GridGain Developers Hub

GridGain 9.1.23 Release Notes

Overview

GridGain 9.1.23 adds disk-usage write protection, partition awareness in the C++ client, server-side filters for continuous queries, and cancellation tokens for compute jobs. It also adds memory quota block size in JDBC and .NET, local snapshot listing in the CLI, .NET 10 support in the compute executor, and new metrics for storage, thread pools, and the Raft log.

Major Changes

Log File Rollover Preserves Files Across Restarts

The default java.util.logging configuration now sets the FileHandler.append property to true. As a result, a node restart no longer triggers a log generation rollover. The pre-restart log stays in the current generation. Rollover now happens only when a file reaches the size limit (100 MB for the server log, 10 MB for the CLI log by default).

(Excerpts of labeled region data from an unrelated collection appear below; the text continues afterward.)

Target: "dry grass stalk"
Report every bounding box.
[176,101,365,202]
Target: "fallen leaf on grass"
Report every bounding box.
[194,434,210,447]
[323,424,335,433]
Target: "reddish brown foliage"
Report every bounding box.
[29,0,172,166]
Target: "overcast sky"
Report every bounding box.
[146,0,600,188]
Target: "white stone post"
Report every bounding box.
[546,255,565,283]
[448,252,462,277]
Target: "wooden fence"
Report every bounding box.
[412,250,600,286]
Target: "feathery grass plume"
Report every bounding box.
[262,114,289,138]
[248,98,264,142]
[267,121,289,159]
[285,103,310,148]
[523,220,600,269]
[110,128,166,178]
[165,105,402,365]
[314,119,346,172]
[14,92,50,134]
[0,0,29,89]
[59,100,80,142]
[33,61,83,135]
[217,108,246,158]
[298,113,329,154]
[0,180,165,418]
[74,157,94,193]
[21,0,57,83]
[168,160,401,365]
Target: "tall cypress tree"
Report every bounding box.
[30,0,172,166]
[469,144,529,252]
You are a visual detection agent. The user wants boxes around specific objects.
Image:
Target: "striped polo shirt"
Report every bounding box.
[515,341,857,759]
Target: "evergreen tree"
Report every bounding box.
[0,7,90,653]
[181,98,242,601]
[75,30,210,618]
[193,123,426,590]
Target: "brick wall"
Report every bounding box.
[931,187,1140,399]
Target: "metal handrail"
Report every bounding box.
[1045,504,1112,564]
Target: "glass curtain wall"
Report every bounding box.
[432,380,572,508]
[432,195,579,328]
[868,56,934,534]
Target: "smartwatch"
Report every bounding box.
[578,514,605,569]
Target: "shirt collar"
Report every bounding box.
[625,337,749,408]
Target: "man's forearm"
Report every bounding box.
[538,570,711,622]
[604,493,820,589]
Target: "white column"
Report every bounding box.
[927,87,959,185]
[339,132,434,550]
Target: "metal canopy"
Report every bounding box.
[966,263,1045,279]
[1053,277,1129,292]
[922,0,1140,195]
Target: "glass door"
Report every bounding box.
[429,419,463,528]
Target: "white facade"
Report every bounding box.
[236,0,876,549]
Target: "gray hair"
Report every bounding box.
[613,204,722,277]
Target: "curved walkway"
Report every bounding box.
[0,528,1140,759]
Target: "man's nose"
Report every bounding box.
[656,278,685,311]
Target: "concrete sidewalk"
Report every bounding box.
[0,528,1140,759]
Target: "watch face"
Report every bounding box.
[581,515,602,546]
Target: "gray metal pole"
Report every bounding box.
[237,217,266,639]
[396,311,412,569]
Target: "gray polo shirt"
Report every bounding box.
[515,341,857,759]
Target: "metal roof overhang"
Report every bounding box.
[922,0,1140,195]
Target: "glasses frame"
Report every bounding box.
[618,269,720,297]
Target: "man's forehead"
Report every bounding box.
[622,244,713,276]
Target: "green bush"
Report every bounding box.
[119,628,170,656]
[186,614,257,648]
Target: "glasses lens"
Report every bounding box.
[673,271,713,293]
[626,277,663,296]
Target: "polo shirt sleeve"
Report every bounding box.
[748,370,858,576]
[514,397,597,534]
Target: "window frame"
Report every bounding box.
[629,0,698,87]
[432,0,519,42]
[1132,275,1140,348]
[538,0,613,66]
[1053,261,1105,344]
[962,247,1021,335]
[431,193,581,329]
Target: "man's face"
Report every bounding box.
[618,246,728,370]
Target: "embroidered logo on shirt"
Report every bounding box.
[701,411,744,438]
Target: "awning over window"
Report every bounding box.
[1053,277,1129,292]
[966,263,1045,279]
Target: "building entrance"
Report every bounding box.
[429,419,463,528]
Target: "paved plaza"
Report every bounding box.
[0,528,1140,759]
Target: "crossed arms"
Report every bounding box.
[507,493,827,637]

If you parse logs by generation number, update your scripts to account for changed behavior.

New Features

Storage Drive Usage Limits

To protect a node from running out of disk space, GridGain 9.1.23 introduces hard drive-usage limits on both the Raft log and the partitions data directories. When usage on the local drive exceeds the configured limit - or when a quorum-breaking subset of a partition’s peers report the same - incoming client writes for affected partitions are rejected with StorageFullException exception until usage drops back below the limit.

By default, the limits are set to Long.MAX_VALUE, effectively disabling them. You can reduce the limits in the node configuration:

ignite.raft.logStorage {
    hardPartitionsLogDriveUsageLimitBytes = 9223372036854775807
    hardPartitionsDataDriveUsageLimitBytes = 9223372036854775807
}

See hard disk usage limits for details.

Raft Log Storage Size Limits

GridGain 9.1.23 introduces configurable soft limits on the size of Raft log storage. When the size of the persistent partitions' log files (or the volatile partitions' spillout files) exceeds its soft limit, the node triggers Raft snapshots on the affected nodes to truncate logs and reclaim disk space. These limits keep log growth bounded without rejecting client work.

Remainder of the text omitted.